Такэси недовольно выдохнул, понимая, что ничего не поделаешь.
– А отношения с женщинами?
– С женщинами? – Маё широко открыла глаза от удивления. – В каком смысле?
– В прямом. После смерти Кадзуми прошло пять или шесть лет. Единственная дочь уехала и не возвращается. Искать в этой ситуации новых встреч вполне естественно.
– Это ты про отца? Вряд ли. Не может быть.
– Какие у тебя основания так утверждать? В моем окружении полно людей за шестьдесят, которые занимаются любовью.
– Ну, может быть, в твоем окружении и есть такие…
– Странно утверждать, что брат был не такой. Ну да ладно. Это, наверное, проверит полиция. Если такая женщина существует и перед убийством он с ней встречался, наверное, остались какие-нибудь следы.
– Какие следы?
– Если говорить о вещах, то, например, счет из дома свиданий, или упаковка таблеток для усиления потенции. Если об одежде – белье. На нем можно найти следы спермы, женских выделений… Если после секса он не принимал душ, что-то может быть и на половых органах.

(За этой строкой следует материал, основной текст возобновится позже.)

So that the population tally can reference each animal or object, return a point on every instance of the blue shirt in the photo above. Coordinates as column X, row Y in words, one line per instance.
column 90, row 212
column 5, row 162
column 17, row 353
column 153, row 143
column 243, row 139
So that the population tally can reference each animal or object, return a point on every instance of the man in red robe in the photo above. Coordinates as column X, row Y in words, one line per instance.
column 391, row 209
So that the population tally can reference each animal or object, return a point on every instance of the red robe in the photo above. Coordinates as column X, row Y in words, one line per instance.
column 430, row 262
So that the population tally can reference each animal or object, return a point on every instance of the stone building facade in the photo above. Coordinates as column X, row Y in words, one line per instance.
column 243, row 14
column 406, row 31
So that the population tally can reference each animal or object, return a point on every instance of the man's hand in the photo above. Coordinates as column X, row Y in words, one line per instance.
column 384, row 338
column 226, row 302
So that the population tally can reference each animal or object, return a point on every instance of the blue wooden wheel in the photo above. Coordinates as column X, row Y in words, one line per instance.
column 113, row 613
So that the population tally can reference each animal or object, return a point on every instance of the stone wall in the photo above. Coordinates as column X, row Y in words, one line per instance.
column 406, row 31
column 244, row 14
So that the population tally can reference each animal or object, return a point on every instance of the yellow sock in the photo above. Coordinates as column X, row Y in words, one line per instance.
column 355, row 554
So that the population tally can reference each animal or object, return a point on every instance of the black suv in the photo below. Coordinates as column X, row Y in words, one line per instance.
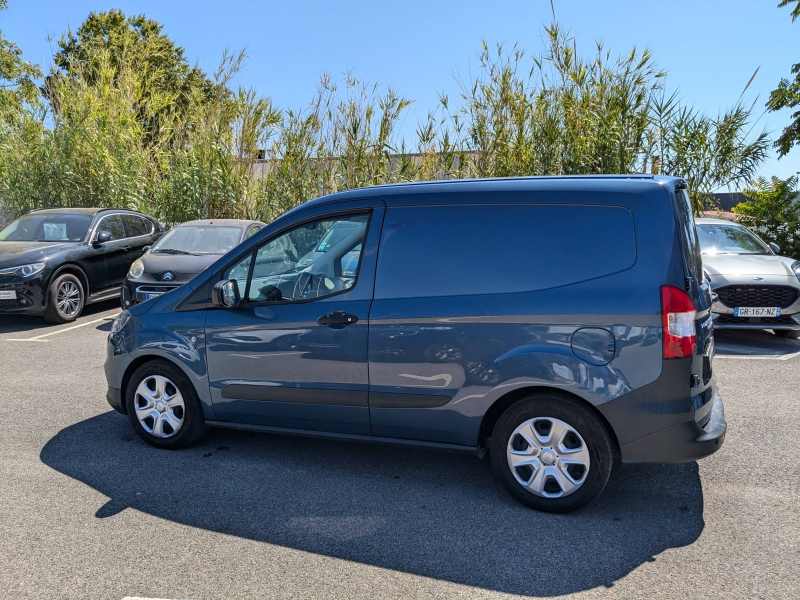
column 53, row 262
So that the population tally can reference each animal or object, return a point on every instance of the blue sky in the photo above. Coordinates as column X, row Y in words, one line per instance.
column 709, row 48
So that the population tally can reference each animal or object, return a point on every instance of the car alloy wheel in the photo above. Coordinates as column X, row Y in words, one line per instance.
column 551, row 451
column 159, row 406
column 68, row 299
column 548, row 457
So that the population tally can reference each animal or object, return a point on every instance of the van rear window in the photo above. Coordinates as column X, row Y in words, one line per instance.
column 429, row 251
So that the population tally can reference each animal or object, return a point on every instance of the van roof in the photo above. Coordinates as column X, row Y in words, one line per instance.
column 425, row 191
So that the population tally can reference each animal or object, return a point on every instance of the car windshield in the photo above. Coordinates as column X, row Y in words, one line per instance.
column 198, row 239
column 729, row 239
column 47, row 228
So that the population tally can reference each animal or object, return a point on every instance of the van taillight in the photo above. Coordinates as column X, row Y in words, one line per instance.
column 677, row 313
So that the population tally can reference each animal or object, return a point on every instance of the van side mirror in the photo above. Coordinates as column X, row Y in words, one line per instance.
column 102, row 237
column 225, row 294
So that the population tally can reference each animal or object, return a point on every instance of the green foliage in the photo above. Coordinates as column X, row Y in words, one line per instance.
column 133, row 44
column 17, row 80
column 774, row 211
column 127, row 122
column 787, row 95
column 708, row 152
column 562, row 115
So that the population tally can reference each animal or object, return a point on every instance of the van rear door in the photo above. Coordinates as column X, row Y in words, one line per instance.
column 703, row 387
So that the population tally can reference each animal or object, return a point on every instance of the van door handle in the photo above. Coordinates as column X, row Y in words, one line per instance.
column 337, row 317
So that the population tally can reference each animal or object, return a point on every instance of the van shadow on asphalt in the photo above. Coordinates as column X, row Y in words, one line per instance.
column 429, row 513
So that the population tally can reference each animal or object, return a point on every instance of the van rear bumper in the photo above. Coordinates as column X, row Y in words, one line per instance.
column 682, row 442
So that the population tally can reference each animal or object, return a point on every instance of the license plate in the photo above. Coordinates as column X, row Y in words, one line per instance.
column 749, row 311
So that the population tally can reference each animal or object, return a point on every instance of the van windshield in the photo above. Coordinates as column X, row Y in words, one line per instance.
column 729, row 239
column 198, row 239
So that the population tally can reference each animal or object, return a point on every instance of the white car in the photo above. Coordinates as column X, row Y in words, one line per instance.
column 754, row 287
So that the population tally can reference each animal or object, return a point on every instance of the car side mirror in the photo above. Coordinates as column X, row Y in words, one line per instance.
column 102, row 237
column 225, row 294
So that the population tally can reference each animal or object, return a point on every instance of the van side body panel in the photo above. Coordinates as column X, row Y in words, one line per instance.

– Стоп! – выкрикнула Маё и вытянула руку. – На этом остановимся. Не хочу думать так об отце. Если и была женщина, скорее они просто иногда ходили пообедать вместе.
– Они не ходили обедать вместе, – Такэси покачал головой.
– Почему?
– Шестидесятидвухлетний мужчина не станет надевать костюм, чтобы сходить с любовницей поесть рамэн[8].